The Garden of Unearthly Delights
The jewel in the crown of the Adelaide Fringe Festival really has to be the Garden of Unearthly Delights, affectionately known as just “The Garden” to locals. It’s a huge park filled with places to eat and drink, different show venues (from huge tents to tiny ones) and even a few rides. The whole vibe is sort of an eclectic bohemian party, like if the movie Moulin Rouge was an outdoor festival.
A word of warning: just like everywhere else during Fringe (but especially so), The Garden gets absolutely packed at night. With that in mind, I’d recommend getting in early (we arrived a little before 6pm and it was really starting to kick off). You won’t have to queue as long to get in if you have tickets to see a show. Being the go-to venue, you’ll find many of the big-name shows in The Garden.
There are plenty of spots to get a drink, including representation from different wineries, breweries, cocktail bars and – my favourite – the Pimms Garden.
We started in the garden and grabbed some Japanese fried chicken and gyoza dumplings before meeting up with our friends. Yep, we’re officially parents – if we don’t eat at 6pm sharp we get ravenous! I can confirm though, the fried chicken (served with spicy sriracha aioli) was officially the best I’ve eaten in my life. Seriously! Being soaked in buttermilk for 24 hours probably had something to do with it, and I’m determined to try this method at home now.
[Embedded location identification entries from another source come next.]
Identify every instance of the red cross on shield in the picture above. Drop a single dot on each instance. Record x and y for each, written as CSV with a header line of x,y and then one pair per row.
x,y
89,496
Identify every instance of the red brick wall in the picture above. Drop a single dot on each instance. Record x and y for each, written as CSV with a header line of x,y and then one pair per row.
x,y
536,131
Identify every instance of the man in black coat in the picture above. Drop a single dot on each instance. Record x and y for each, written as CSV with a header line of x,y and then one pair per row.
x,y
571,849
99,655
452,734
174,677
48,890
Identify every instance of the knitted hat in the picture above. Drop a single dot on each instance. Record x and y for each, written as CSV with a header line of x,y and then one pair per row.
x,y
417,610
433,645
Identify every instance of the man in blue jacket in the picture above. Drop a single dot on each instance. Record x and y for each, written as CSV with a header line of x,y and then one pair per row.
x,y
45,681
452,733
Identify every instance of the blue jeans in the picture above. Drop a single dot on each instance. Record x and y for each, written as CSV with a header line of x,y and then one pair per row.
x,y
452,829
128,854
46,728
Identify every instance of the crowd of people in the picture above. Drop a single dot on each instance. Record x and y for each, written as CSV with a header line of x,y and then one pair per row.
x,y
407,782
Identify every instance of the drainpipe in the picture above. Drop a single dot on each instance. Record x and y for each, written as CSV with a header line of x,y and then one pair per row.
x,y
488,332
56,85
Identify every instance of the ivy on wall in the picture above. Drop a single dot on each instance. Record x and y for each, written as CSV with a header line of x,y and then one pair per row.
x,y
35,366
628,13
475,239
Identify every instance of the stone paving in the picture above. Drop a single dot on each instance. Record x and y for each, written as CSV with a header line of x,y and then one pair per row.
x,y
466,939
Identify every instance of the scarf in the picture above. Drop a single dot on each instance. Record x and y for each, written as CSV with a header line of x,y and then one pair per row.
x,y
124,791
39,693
After seeing a show elsewhere, we made it back to the garden to see Dom Chambers: Fake Wizard. I can’t give too much away but basically, picture a magician who swears a lot and whose magic is both impressive and very low-brow.
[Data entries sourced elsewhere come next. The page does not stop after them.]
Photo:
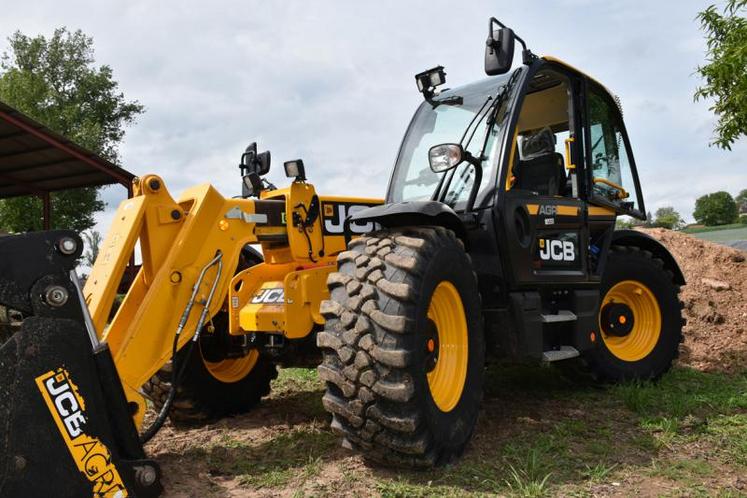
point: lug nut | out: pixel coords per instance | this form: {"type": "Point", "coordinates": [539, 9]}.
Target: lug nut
{"type": "Point", "coordinates": [56, 296]}
{"type": "Point", "coordinates": [146, 475]}
{"type": "Point", "coordinates": [67, 245]}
Right across the road from The Garden, you’ll find Gluttony, another park cordoned off and filled to the brim with food trucks, venues big and small, and bars. We moved over to Gluttony to meet our friends before the show.
As you walk in there’s a food area serving Vietnamese, Gozleme, and other assorted goodies, as well as a Coopers Bar.
We grabbed some drinks at the Johnny Walker bar (which, by the way, has a rooftop level with views over the whole festival) and enjoyed the atmosphere with our friends next to the pond. (Those familiar with Adelaide may have fond childhood memories of the pond in Rymill Park!)
We had tickets to see Leigh Qurban: Crate Expectations at Gluttony. What I loved about the smaller venues in Gluttony was that so many locals (or, in Leigh’s case, ex-locals) are showcased here. While sometimes the shows are sold out, you have a fairly good chance of being able to grab a drink then purchase a last-minute ticket, especially on a weeknight.
Adelaide Fringe Top Tips
While we were happy to stick to The Garden and Gluttony for our night out, the entire city is filled with Fringe venues. Of particular note for my inner foodie is Rundle Street: the East End street and its associated laneways are filled with restaurants and bars, but during the Fringe it’s blocked off to vehicles. This means additional seating is set up in the street, making it the perfect dinner spot before a show.
I made Mr. W withdraw cash before we went into The Garden, only to find that many bars and eateries are cashless. Gone are days in which one must be ultra-organised and remember to carry cash!
Given how busy it is, transport is something to consider. We dropped the kids off at the grandparents’ house and watched the Uber pricing go up several dollars in a matter of minutes, so we ended up heading in earlier than planned. I’d follow this option and just go early if you’re planning on a festive evening. Don’t bother trying to drive – you won’t find a park and if you want to enjoy a few drinks it’s not worth it.
The Adelaide Fringe runs until the 15th March and happens every year. You’ll find venues all around Adelaide and more information can be found here.